In April, he expressed that growth and rehabilitation companies should get increased competition after findings that only one out of five people could get an average paying job in a rehabilitation company. He emphasised that more parts should be able to participate and that a larger proportion of the services would be put out to tender so that more people could offer innovative solutions.

In June, the leader of Oslo LO, Roy Pedersen, led protests against Eriksson after he had proposed changes in the Working Environment Act. Pedersen stated that "we are not going back to that a Norwegian worker is going to stand with a hat in hand ask for a job". In response, Eriksson stated: "LO leader Gerd Kristiansen said after I took office that they should act constructively. Little has been seen.
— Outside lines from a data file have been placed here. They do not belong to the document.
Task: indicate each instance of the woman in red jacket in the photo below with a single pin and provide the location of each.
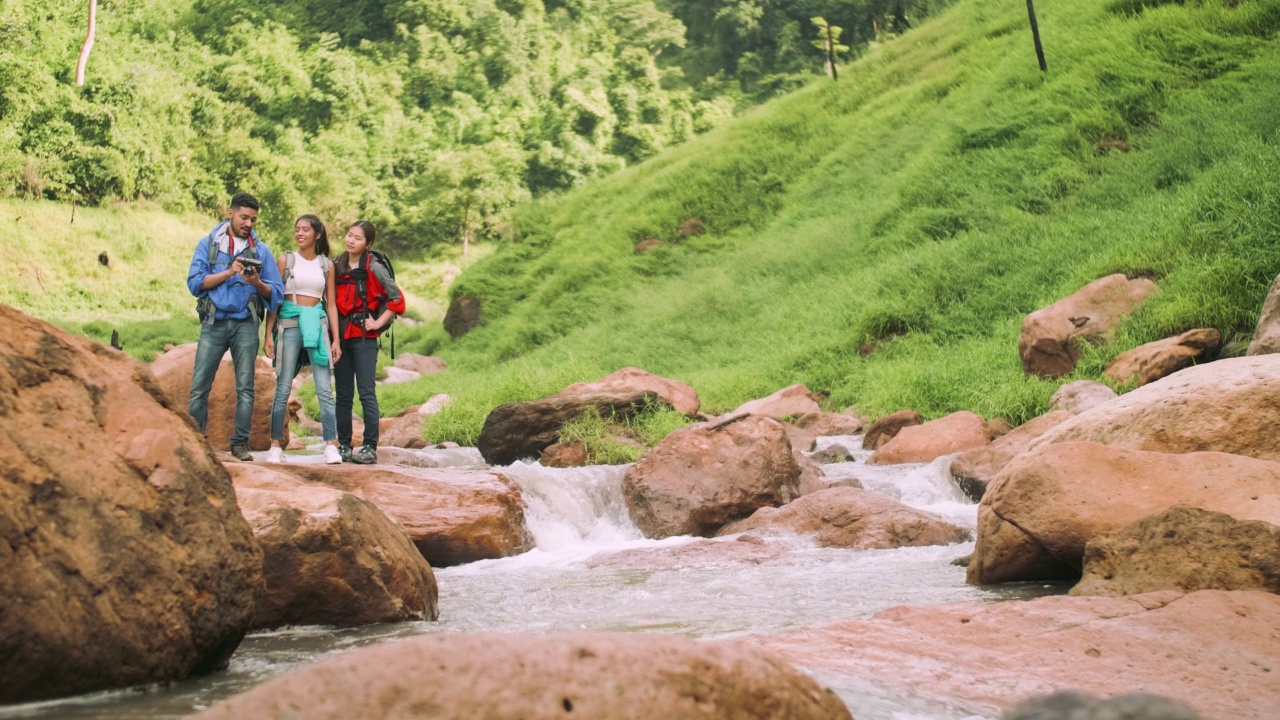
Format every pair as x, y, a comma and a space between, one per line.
368, 301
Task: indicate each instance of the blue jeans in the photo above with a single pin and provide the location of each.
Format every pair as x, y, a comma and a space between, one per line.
288, 352
357, 367
215, 340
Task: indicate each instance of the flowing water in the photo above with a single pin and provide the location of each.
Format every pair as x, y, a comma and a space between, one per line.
593, 570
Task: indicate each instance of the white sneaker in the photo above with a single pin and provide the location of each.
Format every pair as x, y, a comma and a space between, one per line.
332, 456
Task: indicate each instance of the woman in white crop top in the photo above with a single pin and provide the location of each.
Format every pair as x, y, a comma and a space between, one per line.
306, 327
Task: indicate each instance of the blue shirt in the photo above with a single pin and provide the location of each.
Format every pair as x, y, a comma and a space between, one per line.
231, 299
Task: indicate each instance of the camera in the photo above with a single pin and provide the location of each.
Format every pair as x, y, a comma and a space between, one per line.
251, 265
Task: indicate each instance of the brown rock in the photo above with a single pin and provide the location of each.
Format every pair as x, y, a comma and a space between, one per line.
1201, 648
1048, 343
174, 368
634, 381
1155, 360
1183, 548
887, 428
956, 432
1068, 493
124, 557
973, 470
511, 677
1078, 396
565, 455
1225, 406
452, 515
329, 557
421, 364
705, 475
462, 315
853, 519
1266, 337
787, 402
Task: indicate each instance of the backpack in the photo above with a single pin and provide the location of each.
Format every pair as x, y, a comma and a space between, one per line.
205, 304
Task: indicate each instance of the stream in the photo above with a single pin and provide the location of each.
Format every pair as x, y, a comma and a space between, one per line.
577, 518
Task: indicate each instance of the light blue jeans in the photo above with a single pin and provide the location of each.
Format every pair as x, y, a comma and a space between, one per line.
216, 338
288, 351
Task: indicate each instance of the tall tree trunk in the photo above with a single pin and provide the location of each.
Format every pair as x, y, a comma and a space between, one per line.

And what Pedersen says here is neither constructive nor correct", and went on to add:

"What I do is I give power back to the nurse and other employees, so that they can to a greater extent choose what kind of framework they want around their job, so that they can agree with their employer what is the best solution for them. Many have separated and have children every other week. Then it is good to be able to have schemes that are flexible and that can be adapted to the individual, but within the safe framework that will still be the basis."

In September 2015, he welcomed and presented the new director of the Norwegian Labour and Welfare Administration, Sigrun Vågeng at a press conference. Eriksson expressed that he was "very proud to stand here today and have Sigrun Vågeng by my side. I am extremely thankful to have gotten the director that I asked for".

He was forced to step down against his will as minister on 16 December 2015, following a reshuffle. The Progress Party had also decided that Eriksson was going to be replaced.
According to election researcher Anders Todal Jenssen, the dismissal was because the "weakest ministers [were] replaced with new strong politicians" ahead of the parliamentary elections in 2017. In a book release, Eriksson, after he had to resign, made strong accusations against both the officials in the Ministry of Labour and Social Affairs, the Prime Minister's Office, the management of the Directorate of Labour and Welfare and the Progress Party management, and claimed that they were "in kahoots" against him, and took a stand against the decision to remove him from the cabinet. Dagsavisen wrote that Eriksson "had an extremely bad tone with his civil service".

===Post-government===
After his time as Minister of Labour, he started working on 1 August 2016 as a consultant in the PR agency MSLGROUP and announced that he would not be on the Progress Party's list for the next parliamentary election.

On 12 June 2017, he took over as leader of the industry association Norske Sjømatbedrifters Landsforening.

==Personal life==
Eriksson became engaged to his former advisor Ulrikke Holmøy in February 2017. Rumours about their romance had circulated during his term as labour minister, but both he and Holmøy claimed they didn't pursue their relationship before they both left the ministry. Eriksson has four children from a previous relationship, and one with Holmøy.